CHATEAU HAUT-BRION

Institut d'Œnologie  Cours de Dégustation  Stage Grands Crus

La vie d'un Premier Cru

Jean-Bernard Delmas
Vendredi 5 juin 1998

Passage dans les vignes de Bahans en fin de matinée. Le ciel est clair. Il fait bon et l'odeur de la fleur de vigne s'estompe nettement comparé à la semaine passée. La fleur de vigne, très éphémère, a une odeur fine et douce. Le vent l'apporte avec irrégularité mais elle peut soudain se révéler violente, avec des notes de tilleul, de miel, de pêche blanche, puis elle disparaît comme elle est venue. On s'achemine vers la fin de la fleur.

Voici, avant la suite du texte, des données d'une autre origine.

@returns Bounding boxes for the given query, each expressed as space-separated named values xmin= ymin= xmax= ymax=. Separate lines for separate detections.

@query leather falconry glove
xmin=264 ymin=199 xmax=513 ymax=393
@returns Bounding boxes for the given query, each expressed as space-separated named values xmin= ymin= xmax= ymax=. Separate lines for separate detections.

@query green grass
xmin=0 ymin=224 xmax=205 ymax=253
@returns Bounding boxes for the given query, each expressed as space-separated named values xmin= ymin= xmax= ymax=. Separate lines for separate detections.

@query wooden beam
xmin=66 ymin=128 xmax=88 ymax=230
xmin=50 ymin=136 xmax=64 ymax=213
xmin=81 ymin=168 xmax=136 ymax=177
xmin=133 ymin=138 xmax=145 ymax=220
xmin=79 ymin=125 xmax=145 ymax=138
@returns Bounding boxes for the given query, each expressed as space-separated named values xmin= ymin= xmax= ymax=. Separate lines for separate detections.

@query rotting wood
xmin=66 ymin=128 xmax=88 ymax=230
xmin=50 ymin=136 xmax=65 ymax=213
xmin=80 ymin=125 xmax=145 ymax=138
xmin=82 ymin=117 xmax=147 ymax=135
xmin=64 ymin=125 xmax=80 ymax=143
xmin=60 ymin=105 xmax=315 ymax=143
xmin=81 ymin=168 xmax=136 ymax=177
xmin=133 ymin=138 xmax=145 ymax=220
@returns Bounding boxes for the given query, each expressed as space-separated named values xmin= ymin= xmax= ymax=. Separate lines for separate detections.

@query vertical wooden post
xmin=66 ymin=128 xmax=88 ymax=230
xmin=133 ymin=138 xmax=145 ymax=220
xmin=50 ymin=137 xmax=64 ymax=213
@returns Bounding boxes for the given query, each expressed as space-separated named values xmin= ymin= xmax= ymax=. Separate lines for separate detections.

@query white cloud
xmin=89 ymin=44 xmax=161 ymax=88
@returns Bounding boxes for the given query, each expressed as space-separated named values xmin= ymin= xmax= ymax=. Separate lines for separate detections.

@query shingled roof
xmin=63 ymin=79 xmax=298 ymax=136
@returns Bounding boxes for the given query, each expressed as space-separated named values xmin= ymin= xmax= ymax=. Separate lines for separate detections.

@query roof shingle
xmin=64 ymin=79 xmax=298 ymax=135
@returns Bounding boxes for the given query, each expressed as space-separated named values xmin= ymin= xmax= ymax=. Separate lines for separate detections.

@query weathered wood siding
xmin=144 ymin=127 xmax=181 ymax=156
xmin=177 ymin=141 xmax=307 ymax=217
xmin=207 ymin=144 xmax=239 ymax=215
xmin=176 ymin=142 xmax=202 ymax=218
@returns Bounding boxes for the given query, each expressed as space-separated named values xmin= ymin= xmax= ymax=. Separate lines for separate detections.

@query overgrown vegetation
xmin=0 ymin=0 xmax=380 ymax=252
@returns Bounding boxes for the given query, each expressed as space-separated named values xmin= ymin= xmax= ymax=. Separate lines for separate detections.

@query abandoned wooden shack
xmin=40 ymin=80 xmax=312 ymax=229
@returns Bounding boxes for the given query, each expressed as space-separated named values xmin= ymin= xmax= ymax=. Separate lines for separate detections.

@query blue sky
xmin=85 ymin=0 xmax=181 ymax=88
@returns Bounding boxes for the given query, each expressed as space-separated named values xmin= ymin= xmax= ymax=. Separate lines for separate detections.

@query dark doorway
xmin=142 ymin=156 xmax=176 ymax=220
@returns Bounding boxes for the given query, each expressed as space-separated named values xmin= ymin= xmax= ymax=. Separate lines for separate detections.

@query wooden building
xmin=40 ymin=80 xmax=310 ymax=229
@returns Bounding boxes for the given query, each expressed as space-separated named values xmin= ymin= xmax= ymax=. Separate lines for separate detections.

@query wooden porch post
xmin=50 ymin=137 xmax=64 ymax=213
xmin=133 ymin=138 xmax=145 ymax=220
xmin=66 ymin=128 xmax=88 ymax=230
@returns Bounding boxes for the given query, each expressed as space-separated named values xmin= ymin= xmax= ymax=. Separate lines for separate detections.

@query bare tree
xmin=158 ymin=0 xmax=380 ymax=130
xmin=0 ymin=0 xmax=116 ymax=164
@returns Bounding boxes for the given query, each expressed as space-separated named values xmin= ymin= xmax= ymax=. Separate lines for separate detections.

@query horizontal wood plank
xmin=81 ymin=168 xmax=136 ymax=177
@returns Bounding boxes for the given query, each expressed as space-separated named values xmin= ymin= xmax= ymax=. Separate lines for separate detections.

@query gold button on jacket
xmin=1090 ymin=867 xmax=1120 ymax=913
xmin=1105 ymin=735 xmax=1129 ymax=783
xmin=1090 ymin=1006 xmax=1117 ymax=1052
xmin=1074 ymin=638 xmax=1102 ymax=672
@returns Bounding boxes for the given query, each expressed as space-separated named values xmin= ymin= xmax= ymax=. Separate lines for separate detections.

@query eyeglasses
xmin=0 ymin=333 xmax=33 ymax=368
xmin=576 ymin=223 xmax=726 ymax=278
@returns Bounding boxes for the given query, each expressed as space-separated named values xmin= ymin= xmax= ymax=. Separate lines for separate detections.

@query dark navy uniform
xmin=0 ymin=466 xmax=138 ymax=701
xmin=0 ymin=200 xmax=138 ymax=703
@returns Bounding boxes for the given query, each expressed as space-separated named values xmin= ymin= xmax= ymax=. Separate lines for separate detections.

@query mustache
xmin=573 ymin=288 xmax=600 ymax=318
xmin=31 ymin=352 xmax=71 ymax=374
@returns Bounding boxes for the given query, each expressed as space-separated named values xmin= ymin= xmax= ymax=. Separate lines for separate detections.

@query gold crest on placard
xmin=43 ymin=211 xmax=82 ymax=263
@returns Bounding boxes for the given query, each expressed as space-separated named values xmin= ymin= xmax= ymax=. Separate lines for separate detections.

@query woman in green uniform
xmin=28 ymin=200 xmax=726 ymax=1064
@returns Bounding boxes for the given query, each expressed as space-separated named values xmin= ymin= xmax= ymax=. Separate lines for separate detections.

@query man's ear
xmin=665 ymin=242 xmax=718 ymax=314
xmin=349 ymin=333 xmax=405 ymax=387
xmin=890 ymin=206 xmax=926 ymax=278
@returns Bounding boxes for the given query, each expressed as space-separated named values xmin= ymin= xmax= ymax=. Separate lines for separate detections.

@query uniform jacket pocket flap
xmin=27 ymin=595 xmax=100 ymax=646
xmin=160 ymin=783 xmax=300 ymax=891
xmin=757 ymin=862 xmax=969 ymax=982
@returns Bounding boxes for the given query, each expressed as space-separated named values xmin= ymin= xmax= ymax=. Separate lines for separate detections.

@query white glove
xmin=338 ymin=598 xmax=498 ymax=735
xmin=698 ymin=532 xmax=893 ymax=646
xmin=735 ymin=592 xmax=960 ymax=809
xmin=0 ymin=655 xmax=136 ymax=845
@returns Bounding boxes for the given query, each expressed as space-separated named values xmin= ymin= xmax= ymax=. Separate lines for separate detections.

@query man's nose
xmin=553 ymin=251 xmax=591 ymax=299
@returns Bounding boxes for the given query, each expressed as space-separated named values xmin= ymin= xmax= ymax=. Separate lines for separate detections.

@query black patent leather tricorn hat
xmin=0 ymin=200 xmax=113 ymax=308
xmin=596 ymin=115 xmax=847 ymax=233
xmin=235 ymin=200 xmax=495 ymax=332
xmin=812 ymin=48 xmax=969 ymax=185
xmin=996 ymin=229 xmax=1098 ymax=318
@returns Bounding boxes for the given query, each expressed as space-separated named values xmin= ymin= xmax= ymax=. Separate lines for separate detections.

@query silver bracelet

Conseil d'administration de notre société, le Domaine Clarence Dillon SA. Tous les membres du conseil sont présents. Ils appartiennent à une même famille, les Dillon, depuis 1935.

Lundi 8 juin 1998

La floraison se termine vraiment. Seuls des cabernets sauvignons sont encore en fleur dans les parcelles les plus tardives. La demi-floraison, c'est à dire le moment où la moitié au moins des raisins sont en fleur, a été observée le 2 juin pour ce cépage. Pour le merlot et le cabernet franc, le 27 mai. Les premières fleurs de cabernet franc et de merlot étaient apparues le 20 mai.

Château Haut-Brion

Ces dates laissent présager un début de vendanges vers le 10 septembre pour les raisins rouges. Les blancs devraient être ramassés dans la première semaine de septembre. Aujourd'hui, la nouaison des merlots (le passage de la fleur au fruit) est bien avancée, mais il est encore trop tôt pour estimer si nous avons eu une floraison parfaite ou s'il y a un peu de coulure.

Lundi 15 juin 1998

Au cours du week-end, nous avons eu des averses abondantes, comme si le ciel voulait se débarrasser d'un coup de toute l'eau qu'il contenait. Ce soir, les nuages ont disparu, le ciel est à nouveau bleu.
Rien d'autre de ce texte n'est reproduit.